WelCom December 2018:
Joy Cowley
With such eagerness I carry my gifts towards the place of the newborn King. I am like a guest hurrying to a wedding, and I cannot help but note that my golden gift is as large and as finely wrapped as any I have seen.
At a point in the road, not far from the stable, I am stopped by an angel who wants to know what I am carrying. It pleases me to tell her that the package contains the treasure of a lifetime to be given to the Holy One.
‘Open it,’ she says.
‘What? Do you know how long it took me to wrap this? Or what the wrapping cost?’
‘Open the parcel,’ she says, folding her arms and firmly straddling the path.

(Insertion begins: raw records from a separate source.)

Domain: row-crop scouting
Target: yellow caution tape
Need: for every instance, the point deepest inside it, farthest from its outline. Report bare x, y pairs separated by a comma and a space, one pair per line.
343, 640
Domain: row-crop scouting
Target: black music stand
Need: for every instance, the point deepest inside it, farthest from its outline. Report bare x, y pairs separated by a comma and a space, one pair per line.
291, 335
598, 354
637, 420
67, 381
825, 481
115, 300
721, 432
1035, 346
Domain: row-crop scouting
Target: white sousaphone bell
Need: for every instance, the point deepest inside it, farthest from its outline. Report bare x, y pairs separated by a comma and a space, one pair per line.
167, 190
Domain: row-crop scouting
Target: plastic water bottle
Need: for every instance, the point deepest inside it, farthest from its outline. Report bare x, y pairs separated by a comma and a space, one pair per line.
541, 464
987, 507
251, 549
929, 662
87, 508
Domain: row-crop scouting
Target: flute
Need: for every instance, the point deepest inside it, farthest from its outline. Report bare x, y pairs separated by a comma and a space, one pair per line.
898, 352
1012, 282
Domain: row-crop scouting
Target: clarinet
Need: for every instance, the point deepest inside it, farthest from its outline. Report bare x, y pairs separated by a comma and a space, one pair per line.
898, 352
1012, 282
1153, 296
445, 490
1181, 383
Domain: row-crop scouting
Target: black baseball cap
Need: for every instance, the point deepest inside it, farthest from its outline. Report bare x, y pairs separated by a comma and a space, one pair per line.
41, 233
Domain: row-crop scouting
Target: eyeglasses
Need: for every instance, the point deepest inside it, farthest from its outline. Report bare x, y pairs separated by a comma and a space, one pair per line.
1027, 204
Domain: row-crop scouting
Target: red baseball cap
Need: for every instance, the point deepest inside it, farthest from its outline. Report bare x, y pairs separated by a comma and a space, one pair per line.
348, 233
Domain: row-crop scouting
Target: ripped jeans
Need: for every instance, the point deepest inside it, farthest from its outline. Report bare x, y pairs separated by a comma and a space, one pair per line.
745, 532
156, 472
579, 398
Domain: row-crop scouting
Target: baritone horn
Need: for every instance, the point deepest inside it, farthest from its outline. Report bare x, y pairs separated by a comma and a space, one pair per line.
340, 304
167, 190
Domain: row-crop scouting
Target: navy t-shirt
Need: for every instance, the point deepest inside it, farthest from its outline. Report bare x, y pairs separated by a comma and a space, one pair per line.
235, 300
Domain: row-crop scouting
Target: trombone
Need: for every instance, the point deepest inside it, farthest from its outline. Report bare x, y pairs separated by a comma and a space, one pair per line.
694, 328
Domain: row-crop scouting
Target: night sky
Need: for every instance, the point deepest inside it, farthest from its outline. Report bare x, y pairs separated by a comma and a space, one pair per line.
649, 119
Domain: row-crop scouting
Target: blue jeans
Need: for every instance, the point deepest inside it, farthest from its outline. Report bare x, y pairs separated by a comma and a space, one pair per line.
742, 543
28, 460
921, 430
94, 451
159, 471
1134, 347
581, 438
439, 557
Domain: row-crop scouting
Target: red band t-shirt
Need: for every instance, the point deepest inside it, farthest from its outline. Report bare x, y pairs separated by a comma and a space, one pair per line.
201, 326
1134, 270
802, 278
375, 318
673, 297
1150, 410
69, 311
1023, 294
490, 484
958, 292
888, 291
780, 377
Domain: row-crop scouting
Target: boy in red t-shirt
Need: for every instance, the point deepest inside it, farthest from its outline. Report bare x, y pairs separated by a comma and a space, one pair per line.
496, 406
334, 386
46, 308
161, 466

I am reluctant but have no choice. Still, once the wrapping is removed, there are some fine treasures to display. I point them out to her. A lifetime of regular church attendance. Tithing for the poor. Hours spent visiting the sick and comforting the bereaved. A mountain of cakes baked for fundraising stalls. Letters to the newspaper on moral issues. Marches for peace, for justice, for the right to live. No one could be ashamed of such gifts. They are indeed fit for a king.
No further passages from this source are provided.